Government subsidies also play a vital role in supporting and enhancing innovativeness in companies. In this case, the government supports companies through partially funding innovative technology projects. Undoubtedly, certain innovative technology projects require tremendous amount of funds, which discourages companies from venturing into such projects. Therefore, the government chips in by offering a certain percentage of the projected investment funds or establishing partnership with the private sector in undertaking such projects (Leyden & Link, 2002).
Besides, the government offers its support through ensuring intellectual property rights of companies undertaking innovative technology projects are well maintained. As such, the companies are assured of enjoying the returns of their innovation not only in the short-run, but also in the long-term. Lastly, the creating a conducive environment for innovation, through implementing effective economic policies and regulations is yet another way that the government indirectly supports innovativeness in companies (PricewaterhouseCoopers, 2012). Better economic conditions propagates demand for products and services, which in turn motivates companies to invest more on Research and Development on how to address the demand. If the potential market returns are attractive, companies will always be willing to invest more on innovation technology(Leyden & Link, 2002).
Currently, the government is sponsoring various programs that enhance technology innovation in the private sector. One of such programs is the Small Business Innovation Research (SBIR). The program was created to inspire local small businesses to participate in federal research/research and development (R&D) with a commercialization potential. It encourages technological innovation to realize Federal R&D needs by a program based on competitive awards. The Energy Regional Innovation Cluster (E-RIC) is another program that encourages innovation technology. The program, which was established in 2010 by the Obama administration, was meant to offshoot economic growth regionally whereas promoting construction of energy efficient buildings. Particularly, the program concentrates on encouraging development new technologies that could enhance energy-efficient building systems (Northeastern University, 2013).

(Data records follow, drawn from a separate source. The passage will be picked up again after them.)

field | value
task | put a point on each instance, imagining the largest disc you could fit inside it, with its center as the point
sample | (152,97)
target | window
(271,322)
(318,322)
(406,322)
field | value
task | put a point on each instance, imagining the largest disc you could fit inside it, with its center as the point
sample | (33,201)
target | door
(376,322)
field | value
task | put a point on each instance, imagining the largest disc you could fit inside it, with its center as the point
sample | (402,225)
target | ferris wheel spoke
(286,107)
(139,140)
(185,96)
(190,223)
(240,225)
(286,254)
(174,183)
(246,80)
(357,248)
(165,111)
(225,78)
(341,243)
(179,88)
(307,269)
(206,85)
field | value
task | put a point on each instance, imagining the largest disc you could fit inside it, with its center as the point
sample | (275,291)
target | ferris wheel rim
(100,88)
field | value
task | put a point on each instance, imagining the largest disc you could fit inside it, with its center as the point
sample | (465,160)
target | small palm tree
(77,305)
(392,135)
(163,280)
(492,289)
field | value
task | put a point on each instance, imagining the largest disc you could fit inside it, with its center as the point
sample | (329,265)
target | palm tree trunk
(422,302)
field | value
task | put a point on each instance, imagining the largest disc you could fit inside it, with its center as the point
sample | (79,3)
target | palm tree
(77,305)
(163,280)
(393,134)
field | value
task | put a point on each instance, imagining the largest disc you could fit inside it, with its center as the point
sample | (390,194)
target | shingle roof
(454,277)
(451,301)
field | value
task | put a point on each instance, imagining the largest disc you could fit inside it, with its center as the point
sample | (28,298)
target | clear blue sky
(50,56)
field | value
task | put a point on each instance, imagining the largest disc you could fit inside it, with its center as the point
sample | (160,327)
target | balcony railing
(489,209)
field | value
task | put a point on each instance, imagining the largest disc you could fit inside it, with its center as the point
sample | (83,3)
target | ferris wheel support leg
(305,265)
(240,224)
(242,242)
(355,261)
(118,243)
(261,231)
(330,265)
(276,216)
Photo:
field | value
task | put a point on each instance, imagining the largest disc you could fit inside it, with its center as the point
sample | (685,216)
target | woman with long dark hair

The programs have had various positive effects on technology innovation in the private sector. The most significant positive effect is increased funding. The government offers funding for the private organizations taking part in innovative projects under these programs. As mentioned above, companies are given an opportunity to compete in coming up with and implementing innovation technology programs, and they are rewarded in terms of financial incentives for their undertakings (PricewaterhouseCoopers, 2012).
Lack of government sponsorship of technology and innovation could be a big setback not only in the private sector, but also in promoting economic development in the country. As mentioned above, most innovation technology activities require an enormous amount of resources, which could be a limitation for most organizations in the private sector to undertake (PricewaterhouseCoopers, 2012). Therefore, lack of government sponsorship could contribute to a slow development in such activities. However, this does not imply that innovation would not occur. Innovation would still occur, but at a very slow rate due to lack of motivation. Through the collaboration of the government and international agencies, the rate of technology and innovation growth within the private sector in the country is likely to be facilitated (Block, & Keller, 2011).
In conclusion, technology and innovation go hand-in-hand. They play a significant role in the growth of both private and public sectors. The government has a big role to play in supporting technology and innovation in the private sector. It uses various options in offering this support; including R&D tax breaks, subsidies, and sponsorship programs. Among these alternatives, R&D tax break is the commonly used alternative. It entails reducing the amount of tax paid by companies undertaking various technology and innovation projects, which allows them to invest more funds in the same projects. It is also imperative to note that without government sponsorship, innovation could still take place. However, it is evident that the rate of innovation, without the sponsorship, could be too slow and it could be difficult to address the market demands. Hence, it is government participation in technology and innovation development is necessary.
Block, F. L., & Keller, M. R. (2011). State of innovation: The U.S. government's role in technology development. Boulder, CO: Paradigm Publishers.
Leyden, D. P., & Link, A. N. (2002). Government's role in innovation. Dordrecht [u.a.: Kluwer Acad. Publ.